CASE expressions, strings, and dates — SQL Module 8

Real datasets are messy. CASE expressions, string functions, and date arithmetic are the daily tools for cleaning, classifying, and time-bucketing.

CASE WHEN

sql

SELECT first_name,
       CASE 
         WHEN total_spent > 1000 THEN 'high'
         WHEN total_spent > 100  THEN 'mid'
         ELSE 'low'
       END AS segment
FROM customers;

If/else inside a query. Often used inside aggregations to count specific categories:

sql

SELECT 
  COUNT(*) AS total,
  COUNT(CASE WHEN country = 'Kenya' THEN 1 END) AS kenya_count,
  AVG(CASE WHEN country = 'Kenya' THEN total_amount END) AS kenya_avg_amount
FROM orders;

String functions

LOWER(s), UPPER(s) — case conversion
TRIM(s), LTRIM, RTRIM — strip whitespace
CONCAT(a, b) or a || b — string concatenation
SUBSTRING(s FROM x FOR y) — extract substring
REPLACE(s, old, new) — find-and-replace
LENGTH(s) — character count
POSITION(sub IN s) — find substring location
REGEXP_REPLACE(s, pattern, replacement) — full regex (Postgres)

Date functions

sql

-- Truncate to month: 2024-03-15 → 2024-03-01
SELECT date_trunc('month', created_at) AS month, COUNT(*)
FROM orders
GROUP BY 1
ORDER BY 1;

-- Difference in days
SELECT id, AGE(NOW(), created_at) AS days_since_signup
FROM customers;

Different databases use different functions (date_trunc in Postgres, strftime in SQLite, DATE_TRUNC in BigQuery). The concepts are universal: truncate to a period, compute differences, extract parts (year, month, dow).

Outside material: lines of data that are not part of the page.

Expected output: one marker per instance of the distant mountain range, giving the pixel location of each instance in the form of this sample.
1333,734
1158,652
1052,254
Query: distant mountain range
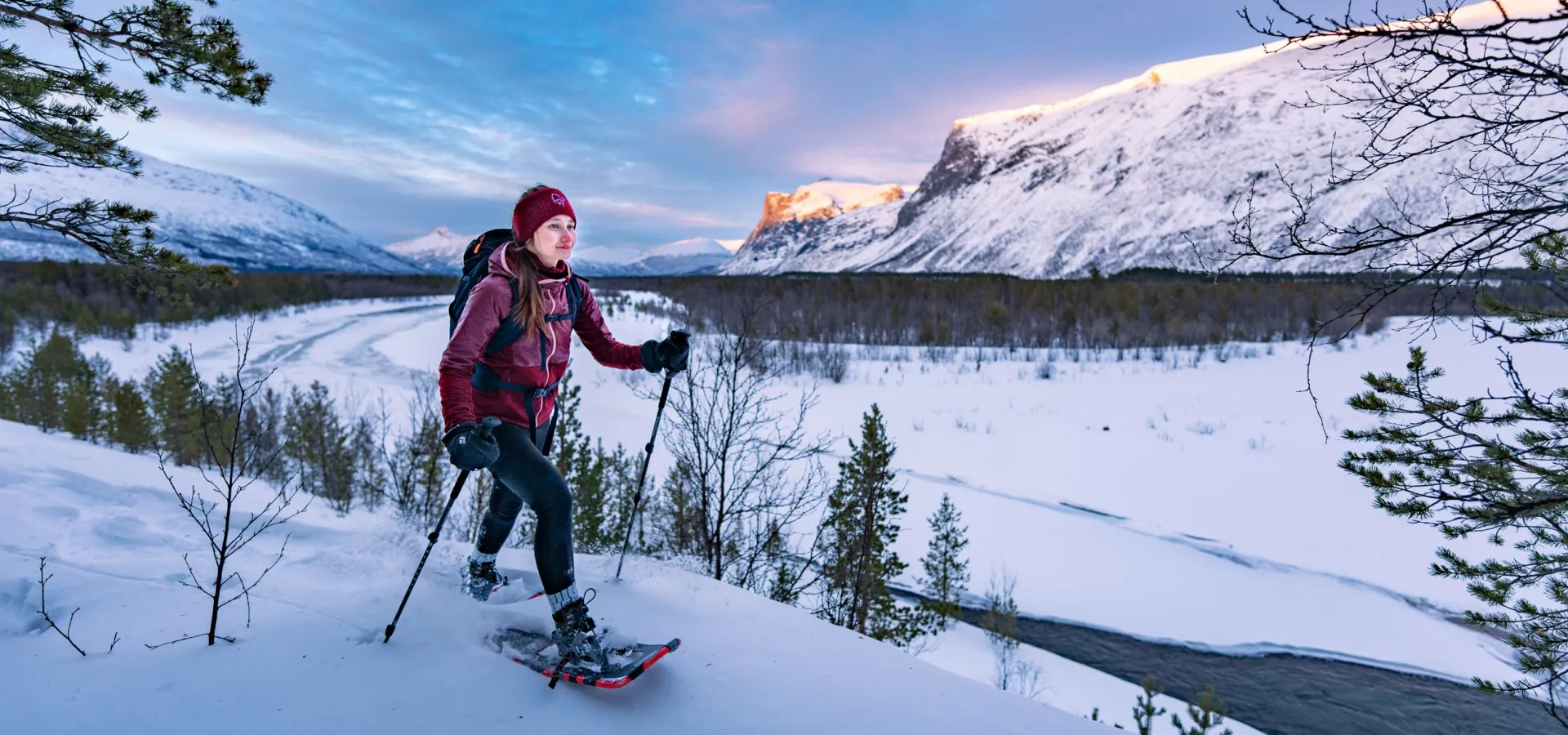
441,251
211,218
1143,173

Always store timestamps in UTC

Time zone confusion is a top-10 source of bugs in analytics. Store everything in UTC, convert at display time. If you have to mix zones, use TIMESTAMPTZ in Postgres and be explicit.

Exercise

Bucket customers into 'new' (<30 days), 'active' (<180 days), or 'inactive' based on their last order date.